Everyone knows that you should filter your inputs most of the good programmers do it but when you are working with a large team of programmers on an open source project things slip up, errors do creep in, at times like this you wish for a mechanism which would prevent your team from making such mistakes, some thing which forces them to declare their intent.
Obviously I am not the first one to wish for it, in fact people have worked a lot on this. Probably the best known solution for this is the inbuilt input_filter extension for PHP >= 5.2 written by none other than Rasmus himself. Sadly this is turned off by default and it is V5 only (yes, I know about V4 end of life and all that). Another notable solution appeared in the form of Zend_Filter_Input component by Chris Shiflett and was a part of the Zend Framework.
Last week I stumbled upon Inspekt which has been derived from the code in Zend_Filter_input and provides the functionality which I was wishing for! To quote from the web page
Inspekt acts as a sort of ‘firewall’ API between user input and the rest of the application. It takes PHP superglobal arrays, encapsulates their data in an “cage” object, and destroys the original superglobal. Data can then be retrieved from the input data object using a variety of accessor methods that apply filtering, or the data can be checked against validation methods. Raw data can only be accessed via a ‘getRaw()’ method, forcing the developer to show clear intent.

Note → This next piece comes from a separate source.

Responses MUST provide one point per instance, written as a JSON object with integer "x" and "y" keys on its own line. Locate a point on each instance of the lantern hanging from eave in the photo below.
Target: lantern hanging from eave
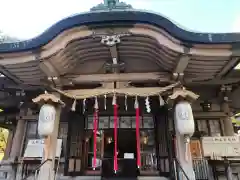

Using Inspekt is quite simple
$cage_POST = Inspekt::makePostCage();
$userid = $cage_POST->getInt('userid');
Get the basic library in your application, create cage objects for super globals and then they can (should!) be accessed only using one of the access methods of the cage object. Read more about usage on this page http://code.google.com/p/inspekt/wiki/BasicUsage
One thing which is missing from that page is the list of accessor methods – yeah it says coming soon but don’t be disheartened – the download has a copy of phpdoc generated documentation which is enough to get you started. In brief they are
getAlnum – Returns only the alphabetic characters and digits in value.
getAlpha – Returns only the alphabetic characters in value.
getDigits – Returns only the digits in value. This differs from getInt().
getDir – Returns dirname(value).
getInt – Returns (int) value.
getPath – Returns realpath(value).
getRaw – Returns the Raw value.
Another scenario where I find “firewall” type input filters handy are when I am straddled with legacy code and now want to make it secure ASAP. The approach to this would be same as that for setting up a firewall for a server. If I were using Inspekt in in such a case the first step would be to cage *all* the super globals and then run the application – obviously there will be a lot of errors, you then start poking appropriate holes in your input firewall – in the end you will have to refactor the code where you were forced to use getRaw() method for whatever reasons…. Yes it is still an awful lot of work but now it is much more easier!